Du côté anglo-saxon, on commençait bien à s’interroger sur les intentions des Soviétiques, mais pas pour les bonnes raisons. Un certain nombre de dirigeants américains et britanniques voyaient dans Staline, une fois Hitler mort, le prochain ennemi. Ils s’opposaient à Eisenhower, qui n’avait pas voulu laisser ses armées pousser plus avant en Europe centrale, pour occuper le terrain avant l’Armée rouge C’est pourquoi, dans les premiers jours de mai, on s’efforça d’arriver au Danemark avant eux. Certains, comme Churchill, souhaitaient que le général Patton pousse jusqu’à Prague. Eisenhower a eu raison de refuser, même si on le lui a beaucoup reproché. Staline, contrairement à une idée reçue, n’était pas intéressé par une conquête de l’Europe. Il imaginait trois zones sur le continent : une région sous influence soviétique, correspondant en gros à l’ancien empire des tsars ; une partie occidentale sous influence américano-britannique ; et une vaste zone neutralisée, de la Scandinavie à l’Italie, incluant l’Allemagne, l’Autriche et la Tchécoslovaquie. Retrouver, en gros, ou même conforter les anciennes frontières de l’Empire tsariste, répondait, chez Staline, à une obsession sécuritaire : plus jamais l’impérialisme allemand – et ses soutiens occidentaux – ne devaient pouvoir menacer l’Union Soviétique. En revanche, en Europe centrale, Staline souhaitait d’abord un condominium des vainqueurs puis un retrait de tous – ce qui s’est passé après sa mort en Autriche en 1955. Il n’était pas dit par avance que la Tchécoslovaquie – à la différence de la Bulgarie ou de la Roumanie- deviendrait une « démocratie populaire ». Sa soviétisation est le produit des méfiances réciproques engendrées par les années 1945-1947. Eisenhower était fidèle à l’esprit de la coalition antihitlérienne, scellée à Téhéran et à Yalta. Il eut tort, en revanche, de rendre aux Soviétiques, des soldats qui s’étaient constitués prisonniers du côté occidental et que les Soviétiques réclamaient mais qui n’auraient en aucun cas constitué un motif de rupture.

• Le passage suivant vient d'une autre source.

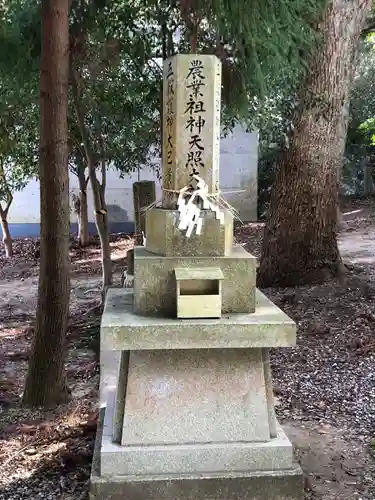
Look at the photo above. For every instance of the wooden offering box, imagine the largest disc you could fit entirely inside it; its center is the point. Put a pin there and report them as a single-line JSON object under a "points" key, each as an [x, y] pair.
{"points": [[198, 292]]}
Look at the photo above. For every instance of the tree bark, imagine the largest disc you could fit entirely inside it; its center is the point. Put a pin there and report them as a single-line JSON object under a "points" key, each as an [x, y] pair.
{"points": [[7, 238], [300, 243], [83, 222], [45, 381]]}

De façon symbolique, la dernière conquête soviétique fut Schönhausen, le domaine de Bismarck, qui avait toujours averti des malheurs qui accableraient son Reich s’il était mis fin à l’amitié germano-russe. En 1890, Guillaume II avait abandonné le fondement de l’équilibre européen bismarckien. La guerre germano-soviétique était le long aboutissement d’une rupture qui avait commencé par le refroidissement des dirigeants entre eux, puis traversé, de 1914 à 1917, le stade de la guerre des peuples, avant de se transformer, nazisme aidant, en guerre totale. Finalement, Staline, parce qu’il n’était pas idéologue en politique étrangère à la différence de Hitler, avait mis fin à la logique de l’anéantissement réciproque. « Les Hitler passent, le peuple allemand reste » déclara-t-il à la radio après la fin de la guerre. Les violences de l’Armée rouge n’avaient pas été le produit d’une planification raciste mais le déchaînement, encouragé par Staline, qui n’avait pas grand-chose à offrir à ses soldats quand ils rentreraient – sinon une nouvelle phase dictatoriale -, de la vengeance et du « droit du vainqueur ». La guerre germano-soviétique avait été, du point de vue allemand, le plus tragique exemple de selffulfilling prophecy, de prophétie auto-réalisante : à force d’expliquer que le communisme était un danger qui menaçait l’Europe, on avait pris les moyens de faire venir ses armées jusqu’au cœur de l’Europe.